In der Vergangenheit wurden IT und OT innerhalb von Organisationen getrennt voneinander betrieben, wobei es kaum oder gar keine Zusammenarbeit gab. Ab einer bestimmten Größe und einem bestimmten Umfang einer Organisation trennen sich die Rollen der IT- und OT-Sicherheit aufgrund der jeweils erforderlichen Spezialisierung. Im Zeitalter der digitalen Transformation müssen diese Teams jedoch zusammenarbeiten, um eine umfassende Cybersicherheit zu gewährleisten. Die Abstimmung von IT und OT erfordert eine gemeinsame Steuerung, Kommunikation, Tools und Prozesse sowie ein Verständnis für die unterschiedlichen Prioritäten und Herausforderungen der einzelnen Bereiche.

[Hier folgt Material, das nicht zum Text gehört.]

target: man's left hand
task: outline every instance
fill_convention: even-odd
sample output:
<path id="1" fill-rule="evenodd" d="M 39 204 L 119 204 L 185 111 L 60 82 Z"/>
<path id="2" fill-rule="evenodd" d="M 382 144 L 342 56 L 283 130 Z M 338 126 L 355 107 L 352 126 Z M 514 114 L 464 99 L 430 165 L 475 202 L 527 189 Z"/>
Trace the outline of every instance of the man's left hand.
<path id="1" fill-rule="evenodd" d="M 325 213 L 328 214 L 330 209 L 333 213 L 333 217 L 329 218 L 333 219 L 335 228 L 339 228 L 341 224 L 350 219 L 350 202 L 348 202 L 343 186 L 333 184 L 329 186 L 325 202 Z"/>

Organisationen können effektive Cybersicherheitsstrategien implementieren, die ihre digitalen Assets und physischen Abläufe schützen, indem sie die wichtigsten Unterschiede und Schwachstellen von IT- und OT-Systemen verstehen. Ob durch Netzwerksegmentierung, Echtzeitüberwachung oder Zusammenarbeit zwischen IT- und OT-Teams – das Ziel besteht darin, Risiken zu minimieren und gleichzeitig sicherzustellen, dass kritische Abläufe ununterbrochen weiterlaufen. So wie sich die Branchen weiterentwickeln, sollte auch ihr Cybersicherheitsansatz weiterentwickelt werden, um sicherzustellen, dass IT- und OT-Umgebungen vor immer ausgefeilteren Bedrohungen geschützt sind.